2 Aug 2013

PNG Police investigate deadly vehicle accident in East Sepik

6:18 pm on 2 August 2013

The police commander in Papua New Guinea's East Sepik says his investigators are waiting for a mechanical report before taking any action over the worst vehicle accident in the province.

The bus, known as a PMV, or public motor vehicle, crashed last Friday morning on its way into Wewak.

Chief superintendent Joseph Poma says that is more than the annual number of road deaths that typically occurs in the province.

Mr Poma says they are not yet sure what caused the crash but it appears the driver lost control on a slope as he approached the town.

Initial media reports were that 14 had died but chief superintendent Poma told Don Wiseman the actual figure was lower.

JOSEPH POMA: Ten died instantly, one died at the hospital, so it's a total of 11.

DON WISEMAN: Are there others in hospital now still?

JP: Yes about 23 I believe in the hospital and the traffic police are now conducting investigations and as I have said previously if the police investigation points to the travel failure then obviously we'll have to use travel charge for dangerous driving causing death.

DW: This sort of thing it's quite common in PNG isn't it?

"JP: In PNG it's quite common but in Sepik that's the first time we had one accident in which seven died and this one is the highest in Sepik."

DW: How many road deaths would you have in a year?

JP: Road deaths, there would be about ten in a year, but in one accident that's the highest amount.

DW: Does it raise questions for you about the quality of vehicles on the road?

JP: That's right yes, the quality of the vehicles and at the same time fatigue, the drivers you know they go they travel in and out and they go, they'll go back to their location about two or three or four hours drive back and they go rest a bit and they got to come back early in the morning again, they take about 11 or 12 at night to come back to town.
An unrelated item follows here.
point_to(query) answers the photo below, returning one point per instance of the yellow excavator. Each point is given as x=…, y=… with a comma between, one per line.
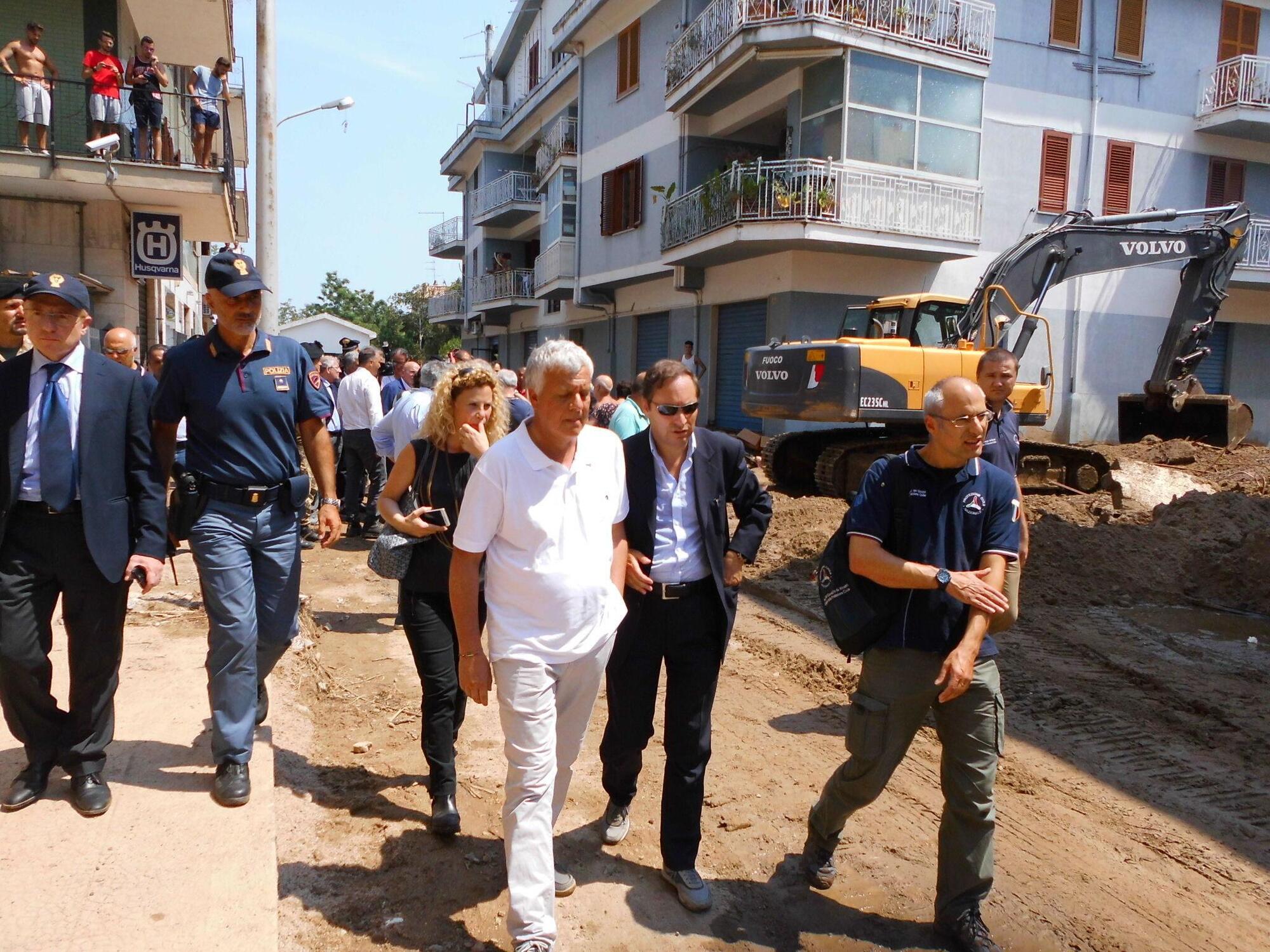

DW: Are there any rules in place to regulate that?

JP: In terms of fatigue, no but we have no laws in terms of fatigue but you know drivers should use their common sense and that they travel in and out every day but in other countries yes I know they've got regulations that you need to have certain times, certain periods of rest before you go for another trip but in PNG no there's no law for that.

DW: What about the quality of vehicles is that regulated?

JP: Well the traffic regulations require that every vehicle go for every six months, safety check every six months.

DW: Chances are there's nothing mechanically wrong with this car, this PMV.

JP: Well that's my assumption at the moment but aside from that that needs to be confirmed by the qualified mechanic to be able to confirm that, yes.